The shoegazey bedroom popsters of Bear State are at it again. It was just last July that the Phoenix four-piece shared their new single “Wish You Were Dead” and they’ve returned in August to offer fans another new track. I’m hoping this means there is a new Bear State album on the horizon. “My Baby” merges super cool and super mellow sounds for a track that proves more meandering than meditative. I dig it and you will too. Listen to “My Baby” here. Stick around for the demo version of “My Baby” which comes complete with infant-squawking and dish-cleaning noises.
The Denver alt-country rockers known as Strange Americans released a limited edition 7″ vinyl at the end of August. “Places” offers fans a new version of an early track from the band set in gently moving Americana. I also enjoyed the B-side number. “Railroads”, a previously unreleased track, has a more salt-of-the-earth feel than its indie-infused neighbor, “Places”. You can preview Places by Strange Americans here and don’t forget to procure your own copy on vinyl.
Phoenix singer-songwriter R.Ariel has been engaging in some adventures at home and abroad since we heard from her last. Her latest recording effort, This World, is due out later this month, but fans can get a sneak peek with the first single from the new project. Dark and dreamy, “Gone” definitely drifts along the more experimental tides of the indierock ocean. Listen for yourself here and pre-order your own copy of This World. On cassette, of course.

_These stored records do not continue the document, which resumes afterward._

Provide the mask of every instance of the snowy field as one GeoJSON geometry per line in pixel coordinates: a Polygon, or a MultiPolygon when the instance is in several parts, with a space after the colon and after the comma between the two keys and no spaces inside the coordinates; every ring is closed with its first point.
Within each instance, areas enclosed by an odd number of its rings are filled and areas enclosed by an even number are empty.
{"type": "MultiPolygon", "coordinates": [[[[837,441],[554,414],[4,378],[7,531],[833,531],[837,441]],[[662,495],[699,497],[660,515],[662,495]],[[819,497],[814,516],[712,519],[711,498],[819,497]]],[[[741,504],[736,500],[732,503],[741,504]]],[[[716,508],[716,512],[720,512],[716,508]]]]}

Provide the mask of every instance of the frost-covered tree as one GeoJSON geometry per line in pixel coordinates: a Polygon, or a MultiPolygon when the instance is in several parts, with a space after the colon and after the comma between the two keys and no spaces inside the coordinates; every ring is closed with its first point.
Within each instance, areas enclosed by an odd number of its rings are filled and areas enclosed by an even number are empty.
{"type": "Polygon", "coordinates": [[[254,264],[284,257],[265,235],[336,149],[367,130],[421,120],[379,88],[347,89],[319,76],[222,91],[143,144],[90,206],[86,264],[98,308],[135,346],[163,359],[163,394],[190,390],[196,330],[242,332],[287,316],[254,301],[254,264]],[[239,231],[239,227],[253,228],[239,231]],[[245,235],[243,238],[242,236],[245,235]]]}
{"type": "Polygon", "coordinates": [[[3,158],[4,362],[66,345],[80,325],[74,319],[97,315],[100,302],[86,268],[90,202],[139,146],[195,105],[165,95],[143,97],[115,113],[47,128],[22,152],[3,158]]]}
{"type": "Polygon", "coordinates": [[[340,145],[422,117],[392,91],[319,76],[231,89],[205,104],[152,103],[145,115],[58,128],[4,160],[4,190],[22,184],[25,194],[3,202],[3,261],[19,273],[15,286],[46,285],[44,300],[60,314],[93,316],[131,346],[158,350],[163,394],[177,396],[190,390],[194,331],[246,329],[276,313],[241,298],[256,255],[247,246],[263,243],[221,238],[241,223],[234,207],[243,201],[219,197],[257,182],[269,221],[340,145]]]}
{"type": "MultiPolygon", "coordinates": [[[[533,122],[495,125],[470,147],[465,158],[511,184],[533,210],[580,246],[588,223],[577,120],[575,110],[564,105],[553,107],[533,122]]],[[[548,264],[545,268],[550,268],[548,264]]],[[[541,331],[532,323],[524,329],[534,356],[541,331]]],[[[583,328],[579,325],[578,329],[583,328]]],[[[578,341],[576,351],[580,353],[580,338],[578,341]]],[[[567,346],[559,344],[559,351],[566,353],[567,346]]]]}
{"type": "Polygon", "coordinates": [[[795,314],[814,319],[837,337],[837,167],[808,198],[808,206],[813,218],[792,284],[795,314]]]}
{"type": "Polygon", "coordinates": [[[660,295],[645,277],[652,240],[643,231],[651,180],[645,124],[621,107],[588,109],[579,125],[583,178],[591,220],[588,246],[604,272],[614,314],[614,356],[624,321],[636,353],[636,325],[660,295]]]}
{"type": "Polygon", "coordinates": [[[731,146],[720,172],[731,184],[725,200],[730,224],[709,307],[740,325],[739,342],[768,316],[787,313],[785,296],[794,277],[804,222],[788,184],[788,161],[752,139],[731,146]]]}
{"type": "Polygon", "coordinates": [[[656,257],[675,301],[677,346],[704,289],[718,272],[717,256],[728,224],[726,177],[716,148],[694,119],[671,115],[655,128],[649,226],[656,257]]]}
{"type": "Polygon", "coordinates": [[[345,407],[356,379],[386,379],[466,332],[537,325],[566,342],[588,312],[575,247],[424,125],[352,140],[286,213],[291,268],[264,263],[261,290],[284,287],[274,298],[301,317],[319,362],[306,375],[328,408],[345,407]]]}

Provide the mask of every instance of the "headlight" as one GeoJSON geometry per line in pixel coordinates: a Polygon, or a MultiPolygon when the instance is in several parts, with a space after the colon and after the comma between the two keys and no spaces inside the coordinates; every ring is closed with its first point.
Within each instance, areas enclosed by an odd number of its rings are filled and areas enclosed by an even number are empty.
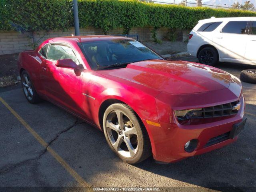
{"type": "Polygon", "coordinates": [[[179,120],[186,120],[190,119],[195,113],[195,109],[185,110],[176,110],[175,115],[179,120]]]}

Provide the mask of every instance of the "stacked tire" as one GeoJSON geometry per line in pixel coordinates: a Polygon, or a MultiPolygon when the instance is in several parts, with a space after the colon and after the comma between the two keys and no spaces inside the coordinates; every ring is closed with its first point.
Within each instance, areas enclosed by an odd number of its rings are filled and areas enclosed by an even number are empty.
{"type": "Polygon", "coordinates": [[[244,82],[256,84],[256,70],[248,69],[242,71],[240,79],[244,82]]]}

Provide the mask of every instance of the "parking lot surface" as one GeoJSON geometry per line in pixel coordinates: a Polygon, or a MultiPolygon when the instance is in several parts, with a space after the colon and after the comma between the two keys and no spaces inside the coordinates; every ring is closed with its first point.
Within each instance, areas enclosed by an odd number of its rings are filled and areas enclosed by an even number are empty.
{"type": "MultiPolygon", "coordinates": [[[[177,59],[197,62],[189,56],[177,59]]],[[[238,77],[242,70],[255,68],[223,63],[217,67],[238,77]]],[[[99,130],[48,102],[29,104],[19,87],[2,90],[0,97],[25,122],[0,102],[0,187],[80,186],[76,176],[80,176],[92,186],[255,191],[256,84],[242,85],[248,120],[238,141],[164,165],[152,158],[135,165],[124,163],[111,151],[99,130]],[[24,123],[47,145],[38,142],[24,123]]]]}

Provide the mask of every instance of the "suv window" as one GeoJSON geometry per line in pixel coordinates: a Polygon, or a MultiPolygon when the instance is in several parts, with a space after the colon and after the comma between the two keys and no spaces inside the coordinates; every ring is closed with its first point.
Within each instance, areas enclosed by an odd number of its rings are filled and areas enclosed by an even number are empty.
{"type": "Polygon", "coordinates": [[[223,27],[222,33],[244,34],[247,21],[230,21],[223,27]]]}
{"type": "Polygon", "coordinates": [[[210,32],[215,30],[222,22],[212,22],[211,23],[205,23],[197,30],[197,31],[203,31],[210,32]]]}
{"type": "Polygon", "coordinates": [[[49,46],[49,44],[47,44],[44,46],[39,51],[39,53],[44,57],[46,57],[46,53],[47,53],[47,49],[49,46]]]}
{"type": "Polygon", "coordinates": [[[51,44],[49,48],[47,58],[55,60],[71,59],[74,62],[78,64],[76,56],[72,49],[64,45],[51,44]]]}
{"type": "Polygon", "coordinates": [[[252,22],[252,34],[256,35],[256,21],[252,22]]]}

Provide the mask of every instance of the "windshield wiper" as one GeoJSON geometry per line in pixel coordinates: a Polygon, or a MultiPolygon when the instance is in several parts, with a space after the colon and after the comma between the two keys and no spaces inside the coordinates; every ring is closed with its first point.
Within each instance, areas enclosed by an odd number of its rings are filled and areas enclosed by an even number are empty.
{"type": "Polygon", "coordinates": [[[98,66],[97,68],[96,68],[96,70],[100,70],[101,69],[106,69],[108,68],[112,68],[112,67],[123,67],[123,66],[126,66],[128,64],[130,63],[114,63],[114,64],[111,64],[111,65],[105,65],[104,66],[98,66]]]}

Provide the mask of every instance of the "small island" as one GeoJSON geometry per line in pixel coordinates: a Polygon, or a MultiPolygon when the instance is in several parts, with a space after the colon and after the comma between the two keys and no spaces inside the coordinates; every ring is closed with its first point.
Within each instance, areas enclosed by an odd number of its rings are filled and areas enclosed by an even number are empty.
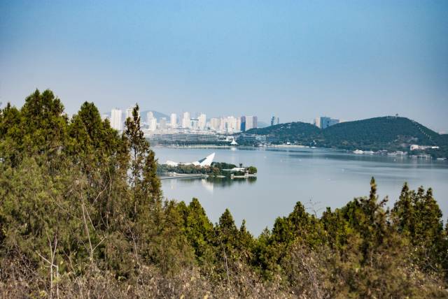
{"type": "Polygon", "coordinates": [[[253,166],[244,166],[242,163],[237,166],[225,162],[213,162],[210,166],[204,166],[193,164],[158,166],[158,174],[162,178],[190,177],[190,175],[195,175],[195,177],[244,179],[256,177],[257,171],[257,168],[253,166]]]}

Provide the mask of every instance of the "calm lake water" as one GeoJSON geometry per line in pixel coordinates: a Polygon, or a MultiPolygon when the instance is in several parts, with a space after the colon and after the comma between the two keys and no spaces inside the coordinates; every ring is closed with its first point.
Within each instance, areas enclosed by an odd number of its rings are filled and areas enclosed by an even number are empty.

Brooklyn-transplant Keith Abbott is bringing his Appalachian folk to Tucson and I, for one, couldn’t be more thrilled to have the singer-songwriter in our dusty desert. “It’s Alright with Me” has a rawness that gives it a certain veridic quality. Moving and understated, “It’s Alright with Me” captivates the listener with a story-telling lyricism and Abbott’s distinctively grizzled voice. Listen for yourself here. You won’t be sorry.
I’m a big fan of the rambling, half-spoken, half-sung musical style of Banshee Speak. “The Village Raised a Druggie” manages to convey a strange listless quality that perfectly embodies the angst of the post high school years. On the one hand, I want Banshee Speak to get their proverbial shit together and take music seriously enough for a full LP. On the other hand, I worry that they’ll get serious and lose that feeling of easy-going summertime boredom that sometimes strikes midsemester. Listen to “The Village Raised a Druggie” here.